Like other countries that have introduced contact tracking applications, India says this technology is very important to stop the spread of the virus. On June 22, the country confirmed more than 410,000 cases and 13,254 deaths.

Citizens and activists also fear the creep function of the application, which means that information obtained through the application can be linked to other services.

“In the past we have seen that technological interventions by the government such as the Aadhar program, which were originally built to ensure that everyone has a digital identity, have become a pervasive system,” Gupta said.

“Originally built for the purpose of accessing government benefits and subsidies, it was immediately mandated to open a bank account, availing mobile numbers and continue your business.”

However, in 2018 a journalist discovered a security breach that revealed citizens’ personal details. The government introduced new security measures, but the scandal eroded confidence in its ability to keep data safe.

Before reducing its mandatory download orders, India is the only democratic country that requires millions of citizens to download applications. The only other countries that apply similar rules are Turkey and China.
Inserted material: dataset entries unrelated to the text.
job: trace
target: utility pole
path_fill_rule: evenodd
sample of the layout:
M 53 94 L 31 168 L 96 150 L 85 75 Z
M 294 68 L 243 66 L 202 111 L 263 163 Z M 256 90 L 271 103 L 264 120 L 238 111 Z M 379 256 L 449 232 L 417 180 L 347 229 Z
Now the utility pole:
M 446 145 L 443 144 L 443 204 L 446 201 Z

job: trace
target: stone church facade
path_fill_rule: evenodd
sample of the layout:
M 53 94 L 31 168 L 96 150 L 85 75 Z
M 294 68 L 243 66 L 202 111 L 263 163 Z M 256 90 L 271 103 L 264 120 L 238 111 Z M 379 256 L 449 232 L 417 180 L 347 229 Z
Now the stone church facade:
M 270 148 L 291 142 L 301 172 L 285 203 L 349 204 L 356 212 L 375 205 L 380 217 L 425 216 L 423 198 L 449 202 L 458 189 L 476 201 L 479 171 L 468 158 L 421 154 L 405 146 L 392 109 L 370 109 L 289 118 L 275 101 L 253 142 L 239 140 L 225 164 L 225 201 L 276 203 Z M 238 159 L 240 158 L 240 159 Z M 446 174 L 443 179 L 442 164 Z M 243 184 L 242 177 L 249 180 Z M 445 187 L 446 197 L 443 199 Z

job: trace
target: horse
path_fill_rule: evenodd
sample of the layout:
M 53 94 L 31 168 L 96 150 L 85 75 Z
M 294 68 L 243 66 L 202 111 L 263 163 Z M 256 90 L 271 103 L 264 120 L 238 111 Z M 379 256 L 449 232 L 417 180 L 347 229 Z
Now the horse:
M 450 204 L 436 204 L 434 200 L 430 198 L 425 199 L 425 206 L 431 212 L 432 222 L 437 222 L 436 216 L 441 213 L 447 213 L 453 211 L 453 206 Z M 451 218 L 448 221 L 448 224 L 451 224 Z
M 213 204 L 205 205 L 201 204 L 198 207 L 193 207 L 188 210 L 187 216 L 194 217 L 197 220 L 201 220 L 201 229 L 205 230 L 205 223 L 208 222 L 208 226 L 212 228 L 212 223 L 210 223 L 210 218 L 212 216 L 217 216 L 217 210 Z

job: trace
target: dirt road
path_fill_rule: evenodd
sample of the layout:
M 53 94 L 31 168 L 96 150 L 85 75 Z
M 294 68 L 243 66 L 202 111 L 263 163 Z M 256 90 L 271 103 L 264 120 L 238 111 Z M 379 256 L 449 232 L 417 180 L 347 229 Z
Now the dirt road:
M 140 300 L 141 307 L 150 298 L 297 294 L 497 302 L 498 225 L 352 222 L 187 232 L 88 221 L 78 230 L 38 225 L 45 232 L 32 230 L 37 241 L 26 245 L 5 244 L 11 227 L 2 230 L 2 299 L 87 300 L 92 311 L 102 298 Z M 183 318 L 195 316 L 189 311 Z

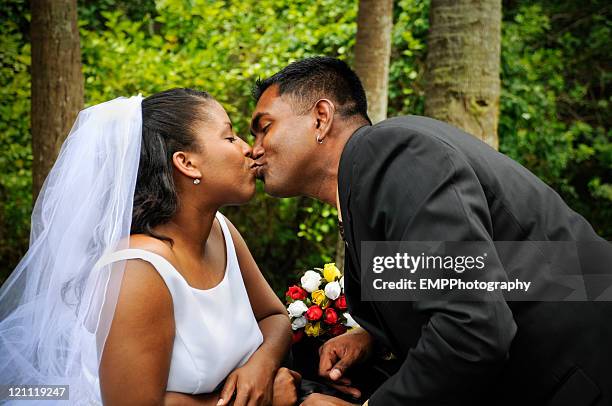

Activists say that’s just a concern.

“In terms of technology and public use, the largest democracy in the world draws from the Chinese handbook – using national security or public health crises to build digital models for collecting, monitoring and monitoring digital data,” said Vidushi Marda, a lawyer working on new technology and human rights.

“I would say this kind of complex technical architecture does not occur collectively in India, but there is a danger that they will be built through platforms such as National Health Stack,” Gupta said.